Il y a quelque chose de révoltant et d’inquiétant dans notre Italie, où la ruse est désormais une vertu nationale. La « bande » des magouilleurs déjà condamnés, des affairistes en tout genre, des dirigeants publics, des hommes politiques – de nombreuses pages de journaux italiens sont consacrées aux écoutes téléphoniques récemment rendues publiques – indigne ceux qui essayent de vivre de leur propre travail, qui payent leurs impôts jusqu’au dernier centime, se démènent chaque jour entre factures, enfants à élever, circulation chaotique, ramassage aléatoire des ordures. Et il est scandaleux que, face à cette « faune » de la politique qui gère les affaires, les nominations, et conditionne le pays, on invoque toujours comme seul remède de bâillonner magistrats et journaux. Comme si celui qui essaie d’appliquer la loi était la ruine du pays, et non pas ceux qui s’en moquent depuis si longtemps.
Cela montre la faiblesse d’une politique immobiliste retranchée dans son palais pour défendre ses privilèges et ses intérêts.
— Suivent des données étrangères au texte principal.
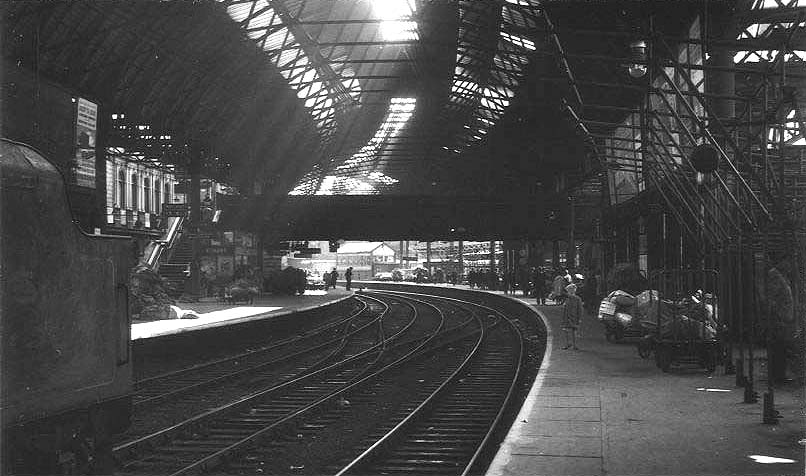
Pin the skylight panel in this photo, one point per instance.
(396, 15)
(239, 11)
(518, 40)
(276, 41)
(262, 20)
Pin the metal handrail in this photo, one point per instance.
(158, 247)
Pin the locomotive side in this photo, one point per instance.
(64, 325)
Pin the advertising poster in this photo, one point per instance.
(86, 129)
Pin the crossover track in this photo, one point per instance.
(417, 392)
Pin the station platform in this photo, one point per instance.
(212, 313)
(602, 410)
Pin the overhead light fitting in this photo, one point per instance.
(638, 55)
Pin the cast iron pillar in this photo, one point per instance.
(195, 218)
(570, 255)
(461, 260)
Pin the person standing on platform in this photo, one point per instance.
(334, 276)
(558, 289)
(572, 316)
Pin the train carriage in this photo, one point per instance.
(65, 323)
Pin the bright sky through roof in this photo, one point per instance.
(397, 24)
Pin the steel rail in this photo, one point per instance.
(428, 402)
(252, 353)
(214, 459)
(196, 420)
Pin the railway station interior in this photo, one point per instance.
(453, 237)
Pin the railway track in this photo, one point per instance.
(203, 439)
(447, 433)
(152, 390)
(438, 413)
(417, 397)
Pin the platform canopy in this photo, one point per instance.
(403, 97)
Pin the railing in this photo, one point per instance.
(155, 250)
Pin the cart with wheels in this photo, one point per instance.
(685, 318)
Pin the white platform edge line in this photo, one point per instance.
(239, 320)
(504, 453)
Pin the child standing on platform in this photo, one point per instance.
(572, 316)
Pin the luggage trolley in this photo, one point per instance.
(683, 321)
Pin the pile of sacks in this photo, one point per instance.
(686, 319)
(628, 310)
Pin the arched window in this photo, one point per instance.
(135, 181)
(147, 194)
(121, 188)
(157, 187)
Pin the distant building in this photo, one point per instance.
(366, 257)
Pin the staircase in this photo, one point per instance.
(175, 268)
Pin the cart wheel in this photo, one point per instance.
(645, 348)
(664, 358)
(709, 359)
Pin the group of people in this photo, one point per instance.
(333, 276)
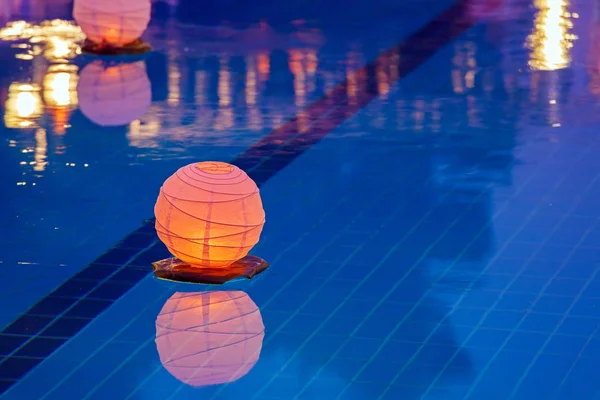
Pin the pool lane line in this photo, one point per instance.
(60, 315)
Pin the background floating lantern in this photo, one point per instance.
(114, 95)
(209, 338)
(112, 23)
(209, 214)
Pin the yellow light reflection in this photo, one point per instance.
(24, 105)
(60, 84)
(551, 40)
(41, 149)
(60, 93)
(59, 39)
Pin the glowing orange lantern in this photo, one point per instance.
(209, 214)
(114, 95)
(209, 338)
(115, 23)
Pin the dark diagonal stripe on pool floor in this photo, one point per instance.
(73, 305)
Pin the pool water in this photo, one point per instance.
(428, 178)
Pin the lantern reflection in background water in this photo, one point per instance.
(59, 93)
(57, 40)
(209, 338)
(114, 95)
(551, 40)
(24, 106)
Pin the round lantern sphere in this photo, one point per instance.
(209, 214)
(209, 338)
(114, 95)
(114, 23)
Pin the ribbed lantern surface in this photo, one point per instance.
(114, 95)
(209, 338)
(112, 22)
(209, 214)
Incapable de se confronter sereinement et franchement aux différents maux du pays.
Au-delà des hypothèses de délit – et c’est à la justice que revient la tâche de vérifier et de condamner – au vu de l’ensemble des écoutes téléphoniques de ces dernières semaines, on découvre la photographie d’un pays « malade », qui s’enfonce toujours plus dans les eaux marécageuses des affaires et des échanges de faveurs peu transparents.
D’un pays qui utilise la « boue » des chantages comme arme de pression pour des objectifs politiques qui n’ont rien à voir avec le « bien commun », celui des citoyens, pour être clair. Et quand des journaux décident de mesurer la température d’un pays qui ne va pas bien et le font savoir à tout le monde, certains pensent soigner la maladie en jetant le thermomètre à la poubelle, pour continuer à faire semblant que tout va bien.
Pourtant, nul besoin de boule de cristal pour comprendre que les citoyens ont le droit de connaître l’état de santé de notre système public. Qu’il est juste qu’ils sachent comment est dépensé l’argent des impôts, toujours plus élevés. Qu’il est absurde de donner 500 millions d’euros pour rembourser des frais électoraux à des « partis fantômes » qui ne sont même plus au Parlement. Ou d’attribuer des pensions et des avantages annexes après la cessation de charges publiques. Qu’il est scandaleux de voir les avions de l’État mis à la disposition des « amis, soubrettes et ménestrels », pour partir en week-end ou pour aller voir un match de foot.
Les coûts de la politique (nous en avons déjà parlé dans le numéro précédant de RADICI), sont désormais hors de contrôle en Italie, une « machine devenue folle » qu’il faut arrêter. Et les bonnes intentions ne suffisent plus, ni les annonces ronflantes du ministre de l’Économie Giulio Tremonti qui dit avoir en tête un projet pour « ramener sur terre » les dépenses de la politique. Qu’il le fasse tout de suite alors. C’est ce que les citoyens attendent. Tout de suite, pas dans la prochaine législature comme il l’a annoncé. Il est facile de dire aux citoyens de payer les factures à la fin du mois, et de renvoyer à un avenir indéterminé le moment de faire faire des économies à la caste politique. La caste doit réaliser des coupes immédiatement, sinon ce sera la prochaine farce de cette politique avide et malade. Cette politique, les citoyens en ont désormais ras-le-bol, et ils ne veulent plus continuer à la subir.
Les hommes politiques qui s’indignent de l’argent dépensé pour les écoutes téléphoniques (parce qu’ils préfèrent ne pas être écoutés quand ils font leurs petites affaires louches), seraient plus crédibles s’ils commençaient à réduire leurs dépenses, celles, oui, « improductives » et disproportionnées. La priorité dans un pays n’est pas de museler la presse, mais de combattre la pauvreté.